Apple’s next-gen iPhone may be powered by a quad-core ARM chip built around Samsung’s Exynos 4 architecture.
The above-mentioned report originates from the sometimes-reliable DigiTimes, which declined to offer additional specs about the rumored processor, such as clock speed and graphics (GPU) capabilities.
As AppleInsider’s Slash Lane notes, the current iPhone 4S features a custom A5 dual-core processor clocking in at 800 megahertz.
As you may recall, the A5 was first introduced by Cupertino in the iPad 2, where it was clocked slightly faster at a cool 1 gigahertz.
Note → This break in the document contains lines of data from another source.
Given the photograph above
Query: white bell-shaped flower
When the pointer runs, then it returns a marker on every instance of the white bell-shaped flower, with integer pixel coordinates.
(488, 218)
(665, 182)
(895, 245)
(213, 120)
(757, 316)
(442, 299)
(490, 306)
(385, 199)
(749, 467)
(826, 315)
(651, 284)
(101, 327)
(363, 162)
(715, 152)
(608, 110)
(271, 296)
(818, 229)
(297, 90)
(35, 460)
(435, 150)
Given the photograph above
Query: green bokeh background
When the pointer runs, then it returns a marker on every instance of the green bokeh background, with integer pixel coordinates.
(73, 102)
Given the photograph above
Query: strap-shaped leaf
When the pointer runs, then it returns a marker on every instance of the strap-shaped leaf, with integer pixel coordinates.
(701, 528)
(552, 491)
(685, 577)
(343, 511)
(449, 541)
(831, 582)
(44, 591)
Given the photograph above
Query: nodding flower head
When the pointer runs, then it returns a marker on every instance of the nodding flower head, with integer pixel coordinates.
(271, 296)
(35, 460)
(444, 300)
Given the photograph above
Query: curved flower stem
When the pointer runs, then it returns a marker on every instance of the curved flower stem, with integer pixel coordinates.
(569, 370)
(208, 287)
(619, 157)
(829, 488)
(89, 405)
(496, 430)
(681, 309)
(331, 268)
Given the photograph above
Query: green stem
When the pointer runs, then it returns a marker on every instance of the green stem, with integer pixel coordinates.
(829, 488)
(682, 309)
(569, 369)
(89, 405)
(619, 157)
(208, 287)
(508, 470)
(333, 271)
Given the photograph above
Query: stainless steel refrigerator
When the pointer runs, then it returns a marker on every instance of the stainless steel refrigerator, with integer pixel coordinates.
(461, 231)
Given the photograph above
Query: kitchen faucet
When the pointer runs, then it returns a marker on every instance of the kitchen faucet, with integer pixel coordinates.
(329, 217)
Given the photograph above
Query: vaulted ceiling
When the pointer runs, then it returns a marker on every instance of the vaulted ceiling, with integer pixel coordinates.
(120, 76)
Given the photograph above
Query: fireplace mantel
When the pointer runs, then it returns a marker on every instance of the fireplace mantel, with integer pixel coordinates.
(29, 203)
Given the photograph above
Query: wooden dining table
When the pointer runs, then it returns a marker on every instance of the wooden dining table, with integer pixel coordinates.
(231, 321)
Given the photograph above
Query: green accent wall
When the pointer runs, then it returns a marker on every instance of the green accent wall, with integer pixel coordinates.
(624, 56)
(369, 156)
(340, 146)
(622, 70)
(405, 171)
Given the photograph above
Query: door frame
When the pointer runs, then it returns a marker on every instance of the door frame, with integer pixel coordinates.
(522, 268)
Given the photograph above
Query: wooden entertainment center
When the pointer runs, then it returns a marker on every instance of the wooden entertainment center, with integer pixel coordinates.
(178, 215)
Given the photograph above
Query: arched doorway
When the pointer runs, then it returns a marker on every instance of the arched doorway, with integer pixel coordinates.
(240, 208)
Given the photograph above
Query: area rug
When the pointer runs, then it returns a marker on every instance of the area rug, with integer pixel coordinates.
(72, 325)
The third-gen iPad launched by Apple earlier this year is powered by the A5X, which isn’t considered a true next-gen chip.
To be sure, the processor is based on Samsung's trusty 45-nanometer low-power architecture - which is also found in the A5 CPU in the iPhone 4S and iPad 2.
Although the A5X doesn’t feature a radical redesign in terms of architecture, the chip boasts an updated quad-core integrated graphics processor fully capable of rendering the impressive 3.1 million pixels on the iPad 3’s high-res Retina display.
If Apple ends up designing a quad-core ARM CPU for the next iPhone, the chip would likely be revamped enough to be classified as the long-awaited "A6."
Apple’s quad-core iPhone would then compete with a slew of Android phones equipped with quad-core chips manufactured by mobile industry heavyweights like Nvidia, Qualcomm and TI.